We measured the efficiency of the process by computing the number of networks generated (# attempts) and the running time t expended until reaching the first successfully constrained network. We varied \(\tau\) from \(\tau = 3\) to \(\tau = 6\). For each \(\tau\) we varied the number of integration neurons in steps of 16 neurons, from a minimum number of \(4.2^{\tau }\) to the maximum value \(2^{6}\). For each combination of \(\tau\) and neuron number we generated networks with the FTP algorithm, and subjected them to structural constraining (no self-connections, 4:1 Ex:In ratio, and a minimum sparsity \(sp = 40\%\)). We obtained 10 measurements of # attempts and t, from which we computed the mean and SD depicted in Fig. 4e,f.

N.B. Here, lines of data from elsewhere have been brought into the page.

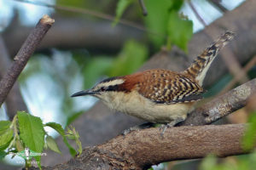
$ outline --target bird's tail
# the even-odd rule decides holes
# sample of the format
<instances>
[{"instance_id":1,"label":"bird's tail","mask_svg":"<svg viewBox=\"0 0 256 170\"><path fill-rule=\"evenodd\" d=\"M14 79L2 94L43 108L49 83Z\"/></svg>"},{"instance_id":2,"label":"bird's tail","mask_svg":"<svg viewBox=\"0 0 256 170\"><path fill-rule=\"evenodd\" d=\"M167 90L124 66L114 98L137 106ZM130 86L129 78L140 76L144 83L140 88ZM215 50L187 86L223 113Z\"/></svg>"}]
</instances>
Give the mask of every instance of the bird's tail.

Network construction from random transition graphs

To construct random transition graphs that have an associated consistent system, we first defined a row vector \({{\varvec{\Delta}}}\) and a matrix \({\mathbf{U}}_{lc}\) composed of \(M = 2^{\tau }\) row vectors u such that \({\mathbf{u}}_{i + 1} - {\mathbf{u}}_{i} = {{\varvec{\Delta}}}\), where ui is the \(i^{th}\) row. Here, indexes i are odd numbers between 1 and \(M - 1\). Next, we constructed matrix U in a way that ensures that each node in the graph was reachable, meaning that every node had to receive at least one edge. This is equivalent to say that every row in Ulc is found at least once in U. Therefore, we set the first M rows in U equal to matrix Ulc. The remaining rows in U were taken from Ulc, picking \(M/2\) pairs of indexes \(i,i + 1\), choosing i values at random from the set of odd numbers between 1 and \(M - 1\). In this way, and unlike the transition graphs that solve an s-task, nodes could receive just one edge, or more than two.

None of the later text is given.